Нечто знакомое было в этих строчках. Ева все всматривалась в них и не могла понять, что это — причуда Пикассо или ошибка галереи. Название странное, слишком уж обрывчатое. Присмотревшись к надписи, Ева заметила, что, в отличие от других табличек, где надпись была выгравирована на металле, эта была приклеена, причём весьма неумело. Поддавшись мгновенному порыву, она дёрнула за уголок тонкой бумаги и отклеила её от таблички, на которой было написано: «Les Noces de Pierrette». Это было похоже на дежавю. Глядя на последнюю строчку, Ева вспомнила ту самую странную записку, что она подобрала на улице Парижа. «Не уходи во тьму», — вторило её сознание. Что это значило, оставалось для Евы загадкой. Тьма жизни, тьма, как тень, или что-то более фактическое — она об этом не знала.
— Вы уже здесь, — констатировал Ларс Труман, шагая через зал. — Давно?
— Несколько минут.
— Чудесно. Как вам картины?
— Никогда не любила Пикассо, — честно призналась Ева.
— Я тоже.
— Тогда, почему мы здесь?
— Моя дочь любила Пикассо, а я никогда его не понимал. Мне нравилась всего одна его картина: печальный старик на закате лет играет свою, может быть, последнюю песню. Есть в ней что-то пророческое.
Ева не поддерживала меланхолию Трумана. Это было раннее утро, и она точно шла в это место за конкретикой, а не за праздными философствованиями о пророческой стороне картин Пикассо.
— Какую работу вы хотите предложить мне, Ларс? — прямой вопрос Евы весьма быстро разрушил возникшую атмосферу эстетизма, так хорошо подходящую для того места.
— Так уж случилось, мисс Доуз, что это моя последняя поездка. Скоро, если не сразу, меня снимут с должности мои же люди. Но мне уже будет плевать на это. Я всегда знал, что только прикидываюсь живым, строя иллюзорные планы, достигая ненужных целей. Моя жизнь дано уже прекратилась. Осталось только закончить некоторые дела, отдать долги и «уйти бесповоротно во тьму».
— Вы словно хороните себя раньше времени.

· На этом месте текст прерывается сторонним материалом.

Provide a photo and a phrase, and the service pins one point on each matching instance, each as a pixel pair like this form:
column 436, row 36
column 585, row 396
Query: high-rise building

— Имею право. Я устал, мисс Доуз. Мир утомляет, когда причин умереть куда больше, чем поводов жить. Мне нужно лишь ваше присутствие и внимание. Я расскажу вам две истории, а третью, Ева, вы поведаете мне сами.
— Зачем мне это?
— У мёртвых не так уж и много собеседников, мисс Брэдфорд.
— Так вы знаете…
Теперь Ева поняла, к чему была эта встреча: Труман должен был проверить её. Весьма разумно с его стороны. Похоже, её текущий статус совершенно не смущал Ларса, а от того Еве становилось немного спокойнее. Она не боялась быть раскрытой, ведь точно знала, что возможно найти её. Конечно же, Ева скрывалась всё то время, что была формально мёртвой, но в мире объективов она, как ходячая мишень с табличкой «Spotlight» в руках. Она и вправду была в центре внимания, хоть и не осознавала этого до конца в Британии. Выходя за хлебом или наслаждаясь свежим воздухом из окна машины Морана, Ева всегда была под прицелом тысяч видеокамер, к которым как MI-6, так и журналисты вполне легко могли получить доступ. То, что Труман нашёл её (по акценту, лицу или вымышленному имени) не было проблемой, ведь его, похоже, мало интересовало происхождение Евы, да и о Мориарти он ни черта не узнал.